FRIDAY, April 13 (HealthDay News) -- DNA sequencing of traditional Chinese medicines (TCMs) using high-throughput sequencing (HTS) reveals that potentially toxic plant ingredients and traces of endangered animals are present, according to a study published online April 12 in PLoS Genetics.
Megan L. Coghlan, of Murdoch University in Australia, and colleagues used DNA sequencing, targeting both the p-loop region of the plastid trnL gene and the mitochondrial 16S ribosomal RNA gene, to generate reads from 15 TCM samples extracted from powders, tablets, capsules, bile flakes, and herbal teas.
The researchers found the presence of 68 different plant families, including potentially toxic Ephedra and Asarum, as well as four animal families, including genera that are vulnerable, endangered, or critically endangered, like the Asiatic black bear (Ursus thibetanus) and Saiga antelope (Saiga tatarica).

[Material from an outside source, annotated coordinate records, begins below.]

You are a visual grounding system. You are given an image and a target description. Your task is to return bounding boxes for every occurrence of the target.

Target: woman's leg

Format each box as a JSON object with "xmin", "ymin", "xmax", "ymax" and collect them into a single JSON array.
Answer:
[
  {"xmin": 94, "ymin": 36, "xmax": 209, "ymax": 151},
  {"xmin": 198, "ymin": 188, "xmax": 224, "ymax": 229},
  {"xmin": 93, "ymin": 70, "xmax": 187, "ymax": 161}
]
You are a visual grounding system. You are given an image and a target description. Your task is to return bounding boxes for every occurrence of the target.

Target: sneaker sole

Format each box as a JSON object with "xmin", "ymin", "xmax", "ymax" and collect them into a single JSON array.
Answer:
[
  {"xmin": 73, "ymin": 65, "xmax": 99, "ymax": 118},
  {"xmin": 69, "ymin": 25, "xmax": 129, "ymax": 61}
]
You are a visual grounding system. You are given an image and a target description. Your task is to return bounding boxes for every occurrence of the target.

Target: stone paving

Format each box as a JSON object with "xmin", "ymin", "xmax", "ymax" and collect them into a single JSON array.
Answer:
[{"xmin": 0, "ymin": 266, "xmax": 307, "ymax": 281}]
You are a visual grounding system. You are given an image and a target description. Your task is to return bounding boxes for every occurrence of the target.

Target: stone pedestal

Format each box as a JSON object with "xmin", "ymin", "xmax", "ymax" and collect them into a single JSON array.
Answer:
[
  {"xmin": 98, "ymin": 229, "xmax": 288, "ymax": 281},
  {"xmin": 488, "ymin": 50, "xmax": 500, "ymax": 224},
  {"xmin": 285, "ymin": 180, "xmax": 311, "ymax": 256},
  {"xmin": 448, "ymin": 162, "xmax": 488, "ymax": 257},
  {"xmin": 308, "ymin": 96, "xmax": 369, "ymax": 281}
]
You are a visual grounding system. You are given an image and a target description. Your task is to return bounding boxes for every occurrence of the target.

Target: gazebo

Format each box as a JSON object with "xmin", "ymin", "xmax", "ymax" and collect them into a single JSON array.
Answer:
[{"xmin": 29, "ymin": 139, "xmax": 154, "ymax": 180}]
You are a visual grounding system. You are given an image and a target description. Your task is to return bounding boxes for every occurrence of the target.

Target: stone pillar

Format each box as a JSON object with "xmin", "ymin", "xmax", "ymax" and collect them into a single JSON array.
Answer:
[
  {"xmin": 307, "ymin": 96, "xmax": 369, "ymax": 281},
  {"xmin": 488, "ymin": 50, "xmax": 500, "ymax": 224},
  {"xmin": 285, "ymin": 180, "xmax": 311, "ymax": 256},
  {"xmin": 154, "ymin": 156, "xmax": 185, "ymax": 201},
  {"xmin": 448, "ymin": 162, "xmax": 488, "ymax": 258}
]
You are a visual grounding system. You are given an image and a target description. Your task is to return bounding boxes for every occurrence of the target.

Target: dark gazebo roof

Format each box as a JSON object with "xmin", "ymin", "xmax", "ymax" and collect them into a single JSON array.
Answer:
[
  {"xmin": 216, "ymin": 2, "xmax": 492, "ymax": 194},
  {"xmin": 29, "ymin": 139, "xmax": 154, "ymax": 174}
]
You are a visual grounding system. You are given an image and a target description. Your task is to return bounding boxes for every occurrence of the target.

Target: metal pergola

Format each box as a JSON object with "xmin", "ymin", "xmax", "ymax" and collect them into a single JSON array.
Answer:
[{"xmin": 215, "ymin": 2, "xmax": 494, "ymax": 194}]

Bovidae, Cervidae, and Bufonidae DNA were also identified in many samples and were rarely declared on the product packaging.
"This study demonstrates that deep sequencing via HTS is an efficient and cost-effective way to audit highly processed TCM products and will assist in monitoring their legality and safety, especially when plant reference databases become better established," the authors write.